In this topic I explain the PC (Penalizing Complexity) priors, with insights from my personal point of view.
TODO: Rewrite this from a more applied point of view, further away from the PC paper.
Assume you have a Generalised Additive Model (GAM): \[\begin{align} y &\sim \text{Likelihood}(\eta) \\ \eta &= f_1(x_1) + f_2(x_2) + f_3(x_3) \\ f_1(x_1) &\sim \mathcal N(0, Q_1^{-1}(\theta_1)) \end{align}\] Here, \(y\) is the response, an can follow “any usual” likelihood (Gaussian, Poisson, Binomial, etc). The \(f_1\) is the first model component, and it is a function of covariate \(x_1\). All the model components have a Gaussian distribution, specifically for \(f_1\) we use the Gaussian distribution with precision matrix \(Q_1^(\theta_1)\), which depends on hyperparameters \(\theta_1\) (usually 1-3 parameters).
Many authors refer to the choice of the precision matrix as the prior for \(f_1\), however, this is not what we call a prior (this we call for \(f_1\)). What we call priors are the priors on the hyperparameters (\(\theta\)’s).
library(ggplot2)
set.seed(2021)
Assume \[Q_1 = \tau R_1 \] where
\(\tau\) is the hyperparameter called
prec
(because it scales the precision matrix), and \(R_1\) is some precision matrix. The
following arguments are very general, but to simplify the example, the
reader can assume that \(R_1\) is the
identity matrix, i.e.
\[Q_1 = \tau I. \] The marginal
variance of \(f_1\) is then \(1/\tau\), and the marginal standard
deviation is \[\sigma = \tau^{-1/2}.
\]
A common prior for the \(\tau\) is the exponential prior, also known as a Gamma prior, \[\pi_o(\tau) = \Gamma(1, b)(\tau) = b e^{-b \tau} \] where \(b\) is a small number, e.g. 0.001.

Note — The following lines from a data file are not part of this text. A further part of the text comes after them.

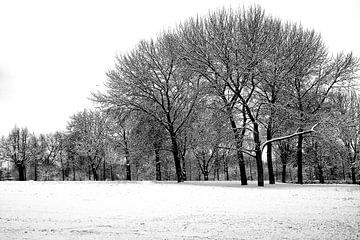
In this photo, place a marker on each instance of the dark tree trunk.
(226, 170)
(111, 173)
(157, 164)
(127, 158)
(74, 176)
(269, 152)
(353, 174)
(35, 172)
(176, 156)
(239, 142)
(89, 173)
(95, 174)
(21, 170)
(299, 158)
(128, 172)
(206, 175)
(183, 167)
(283, 175)
(320, 174)
(250, 170)
(104, 170)
(259, 163)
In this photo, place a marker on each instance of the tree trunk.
(35, 172)
(283, 175)
(63, 174)
(353, 174)
(320, 174)
(74, 176)
(269, 152)
(176, 156)
(95, 174)
(21, 170)
(226, 169)
(299, 157)
(239, 144)
(127, 159)
(157, 164)
(89, 172)
(183, 167)
(206, 175)
(250, 170)
(259, 163)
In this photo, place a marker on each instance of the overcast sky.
(54, 53)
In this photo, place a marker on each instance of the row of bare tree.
(231, 83)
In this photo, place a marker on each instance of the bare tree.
(152, 80)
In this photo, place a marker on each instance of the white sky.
(54, 53)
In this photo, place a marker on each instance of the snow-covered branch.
(289, 136)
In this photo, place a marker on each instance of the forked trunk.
(157, 164)
(21, 170)
(283, 175)
(259, 163)
(353, 175)
(299, 158)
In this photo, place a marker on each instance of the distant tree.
(152, 80)
(17, 148)
(90, 129)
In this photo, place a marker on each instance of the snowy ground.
(149, 210)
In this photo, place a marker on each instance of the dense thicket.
(204, 101)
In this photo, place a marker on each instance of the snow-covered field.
(150, 210)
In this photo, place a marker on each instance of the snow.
(193, 210)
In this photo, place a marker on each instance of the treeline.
(212, 98)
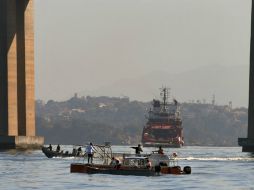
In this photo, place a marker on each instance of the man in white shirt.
(90, 150)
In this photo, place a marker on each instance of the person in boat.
(160, 151)
(50, 147)
(148, 163)
(79, 151)
(114, 162)
(74, 151)
(58, 148)
(90, 151)
(138, 149)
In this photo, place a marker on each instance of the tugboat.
(164, 125)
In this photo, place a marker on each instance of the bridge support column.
(17, 106)
(248, 143)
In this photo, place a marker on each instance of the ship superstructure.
(164, 124)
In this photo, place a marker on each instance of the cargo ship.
(164, 123)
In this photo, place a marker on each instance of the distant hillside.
(227, 83)
(120, 121)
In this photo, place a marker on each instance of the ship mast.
(164, 94)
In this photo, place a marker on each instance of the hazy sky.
(85, 45)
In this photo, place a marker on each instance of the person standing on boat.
(90, 151)
(58, 148)
(50, 147)
(160, 151)
(138, 149)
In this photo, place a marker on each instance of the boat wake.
(218, 158)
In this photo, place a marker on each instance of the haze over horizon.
(131, 48)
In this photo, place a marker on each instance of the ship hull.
(166, 145)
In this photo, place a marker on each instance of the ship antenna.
(164, 94)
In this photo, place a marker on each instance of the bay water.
(212, 168)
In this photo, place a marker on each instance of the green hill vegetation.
(99, 119)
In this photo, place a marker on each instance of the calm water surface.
(212, 168)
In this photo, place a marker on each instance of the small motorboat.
(101, 151)
(134, 165)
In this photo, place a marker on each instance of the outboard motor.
(187, 169)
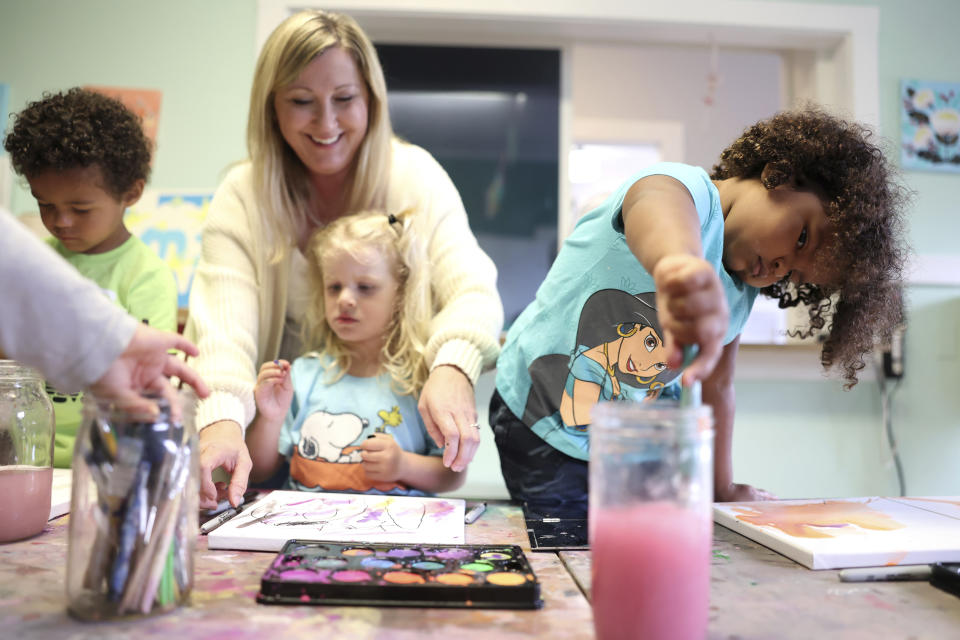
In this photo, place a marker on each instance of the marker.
(886, 574)
(471, 516)
(213, 523)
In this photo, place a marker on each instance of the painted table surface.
(33, 599)
(758, 593)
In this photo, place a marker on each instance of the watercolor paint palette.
(401, 575)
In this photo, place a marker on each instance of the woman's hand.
(145, 366)
(274, 390)
(692, 310)
(735, 492)
(221, 445)
(449, 412)
(382, 458)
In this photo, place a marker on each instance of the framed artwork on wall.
(930, 125)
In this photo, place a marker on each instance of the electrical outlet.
(893, 359)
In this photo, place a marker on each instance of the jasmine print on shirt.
(618, 355)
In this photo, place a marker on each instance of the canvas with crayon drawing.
(345, 517)
(851, 532)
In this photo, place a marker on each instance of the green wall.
(813, 439)
(794, 438)
(200, 54)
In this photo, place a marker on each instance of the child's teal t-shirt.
(327, 423)
(592, 332)
(139, 282)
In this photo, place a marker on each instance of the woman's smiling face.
(323, 113)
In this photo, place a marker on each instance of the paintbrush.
(689, 394)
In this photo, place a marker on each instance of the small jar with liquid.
(133, 514)
(26, 451)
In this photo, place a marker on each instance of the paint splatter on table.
(33, 599)
(758, 593)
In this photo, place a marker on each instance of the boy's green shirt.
(134, 278)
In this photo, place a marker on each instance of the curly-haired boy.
(86, 159)
(802, 207)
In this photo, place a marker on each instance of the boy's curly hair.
(836, 160)
(78, 129)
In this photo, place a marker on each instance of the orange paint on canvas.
(817, 520)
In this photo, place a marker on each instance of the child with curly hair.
(803, 207)
(86, 159)
(345, 415)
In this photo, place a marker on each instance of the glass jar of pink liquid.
(26, 452)
(650, 521)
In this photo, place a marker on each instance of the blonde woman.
(345, 414)
(321, 147)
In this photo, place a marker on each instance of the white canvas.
(851, 532)
(341, 517)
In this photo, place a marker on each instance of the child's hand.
(692, 309)
(274, 390)
(382, 458)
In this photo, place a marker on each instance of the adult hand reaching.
(449, 412)
(146, 366)
(221, 445)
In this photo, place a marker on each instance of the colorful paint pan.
(401, 575)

We transform this to a prior on \(\sigma\), for use later: \[\pi_o(\tau) = 2 b \sigma^{-3} e^{-b \sigma^{-2}} \]
The prior I use, which is the PC prior (more on that later), is an exponential prior on \(\sigma\), \[\pi(\sigma) = \lambda e^{-\lambda \sigma}, \] where \(\lambda\) could e.g. be 0.1. This can be transformed into a prior on \(\tau\), \[\pi_n(\tau) = \frac{\lambda}{2} \tau^{-3/2} \exp(-\lambda \tau^{-1/2}). \] This distribution happens to be called a type-2 Gumbel distribution.
b = 0.0076
lambda = 4.75
tau = seq(0.0001, 200, length.out=1E4)
pri.tau.old = b*exp(-b*tau)
pri.tau.new = lambda/2 * tau^(-3/2) *exp(-lambda * tau^(-1/2))
plot(tau, pri.tau.old, type="l", ylim=c(0, max(c(pri.tau.old, pri.tau.new))), ylab="density")

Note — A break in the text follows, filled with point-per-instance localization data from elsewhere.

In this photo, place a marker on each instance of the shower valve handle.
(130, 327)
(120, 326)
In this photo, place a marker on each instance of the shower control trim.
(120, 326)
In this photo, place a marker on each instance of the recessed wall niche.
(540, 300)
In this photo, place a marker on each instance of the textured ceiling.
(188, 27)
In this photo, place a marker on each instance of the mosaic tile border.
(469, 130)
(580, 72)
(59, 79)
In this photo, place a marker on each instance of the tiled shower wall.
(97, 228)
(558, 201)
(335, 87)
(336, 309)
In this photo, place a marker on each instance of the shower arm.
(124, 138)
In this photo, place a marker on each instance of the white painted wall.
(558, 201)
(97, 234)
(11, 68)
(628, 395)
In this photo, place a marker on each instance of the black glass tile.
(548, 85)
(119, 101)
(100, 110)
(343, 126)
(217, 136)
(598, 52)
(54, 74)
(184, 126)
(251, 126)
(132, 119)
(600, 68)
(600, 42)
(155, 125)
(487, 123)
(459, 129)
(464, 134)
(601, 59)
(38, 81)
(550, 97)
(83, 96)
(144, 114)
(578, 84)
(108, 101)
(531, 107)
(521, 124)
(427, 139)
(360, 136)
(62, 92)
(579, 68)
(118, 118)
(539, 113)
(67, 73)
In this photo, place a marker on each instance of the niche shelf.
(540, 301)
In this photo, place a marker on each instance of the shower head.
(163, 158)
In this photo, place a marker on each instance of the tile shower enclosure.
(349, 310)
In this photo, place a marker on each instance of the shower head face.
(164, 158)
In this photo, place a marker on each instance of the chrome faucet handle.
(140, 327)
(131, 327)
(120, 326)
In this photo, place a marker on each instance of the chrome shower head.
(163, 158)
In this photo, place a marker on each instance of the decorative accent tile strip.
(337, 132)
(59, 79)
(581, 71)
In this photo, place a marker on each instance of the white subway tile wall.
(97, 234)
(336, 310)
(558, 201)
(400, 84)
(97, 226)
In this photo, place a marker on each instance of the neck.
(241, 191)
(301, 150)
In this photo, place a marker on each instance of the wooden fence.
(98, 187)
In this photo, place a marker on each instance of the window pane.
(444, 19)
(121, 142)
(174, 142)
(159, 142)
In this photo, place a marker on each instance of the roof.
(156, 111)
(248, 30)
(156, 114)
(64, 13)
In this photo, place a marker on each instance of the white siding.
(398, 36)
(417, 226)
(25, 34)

lines(tau, pri.tau.new, col="blue")
sigma = seq(0.0001, 0.6, length.out=1E4)
pri.sig.old = 2*b*sigma^(-3) *exp(-b*sigma^(-2))
pri.sig.new = lambda*exp(-lambda*sigma)
plot(sigma, pri.sig.old, type="l", ylim=c(0, max(c(pri.sig.old, pri.sig.new))), ylab="density")

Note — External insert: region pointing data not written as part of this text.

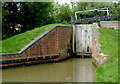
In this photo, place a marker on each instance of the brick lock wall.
(54, 43)
(47, 46)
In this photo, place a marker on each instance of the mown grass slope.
(15, 43)
(108, 72)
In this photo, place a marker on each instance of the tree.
(27, 14)
(62, 12)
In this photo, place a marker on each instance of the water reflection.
(72, 70)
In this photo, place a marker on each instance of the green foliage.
(82, 6)
(28, 14)
(62, 13)
(15, 43)
(108, 72)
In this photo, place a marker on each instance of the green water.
(71, 70)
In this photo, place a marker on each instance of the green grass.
(108, 72)
(15, 43)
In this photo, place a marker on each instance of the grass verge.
(15, 43)
(108, 72)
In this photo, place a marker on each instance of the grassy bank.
(108, 72)
(15, 43)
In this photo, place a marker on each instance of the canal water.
(71, 70)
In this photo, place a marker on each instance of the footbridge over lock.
(83, 34)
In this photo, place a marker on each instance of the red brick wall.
(47, 46)
(56, 42)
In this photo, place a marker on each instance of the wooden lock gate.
(82, 39)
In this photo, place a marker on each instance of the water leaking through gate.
(82, 39)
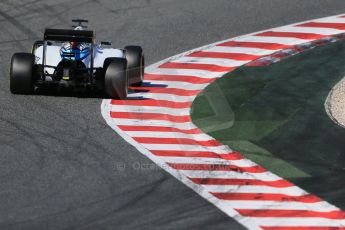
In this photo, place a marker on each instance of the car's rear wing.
(69, 35)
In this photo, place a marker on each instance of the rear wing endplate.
(69, 35)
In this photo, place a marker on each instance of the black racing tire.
(21, 73)
(36, 45)
(115, 78)
(135, 64)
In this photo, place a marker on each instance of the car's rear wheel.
(21, 73)
(115, 78)
(136, 64)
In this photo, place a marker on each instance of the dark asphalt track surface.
(61, 166)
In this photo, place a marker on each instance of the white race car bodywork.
(53, 56)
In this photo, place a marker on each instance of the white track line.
(235, 191)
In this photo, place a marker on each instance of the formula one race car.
(70, 58)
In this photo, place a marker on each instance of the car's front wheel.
(21, 73)
(115, 78)
(136, 64)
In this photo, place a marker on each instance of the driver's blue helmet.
(75, 50)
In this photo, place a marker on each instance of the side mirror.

lines(sigma, pri.sig.new, col="blue")
Why is the “old” prior (black line) bad? For the precision, it is hard to say anything about what the right shape is. However, for \(\sigma\), we do not want a prior that pushes us away from 0. Values of \(\sigma\) near 0 are very meaningful, and represent simpler models than large values of sigma do. The “old” prior forces overfitting in cases where the model component should not be used.
Consider the AR(1) model \[u_{t+1} = \rho u_t + z_t \] where \(z\) is iid Gaussian (e.g. \(\mathcal N(0, 1)\)), and \(\rho \in [0, 1)\)
We want to put a prior on \(\rho\).
Naively, we could say that we use a uniform prior, since that is a proper prior in this case. However, that is very very bad. The problem is that the model at \(\rho=0.5\) is very similar for the model at \(\rho=0.55\), but the model at \(\rho=0.94\) is very different from the model at \(\rho=0.99\)
To figure out what prior to put, we have to generalise the exponential prior on \(\sigma\) to a general concept.
The main paper on PC priors is Simpson et al. (2017). Instead of copying text from the paper here, we will refer to specific parts of the paper.
The PC prior assumes that there is a base model, a simpler sub-model that we can shrink towards, when a parameter is set to a certain value.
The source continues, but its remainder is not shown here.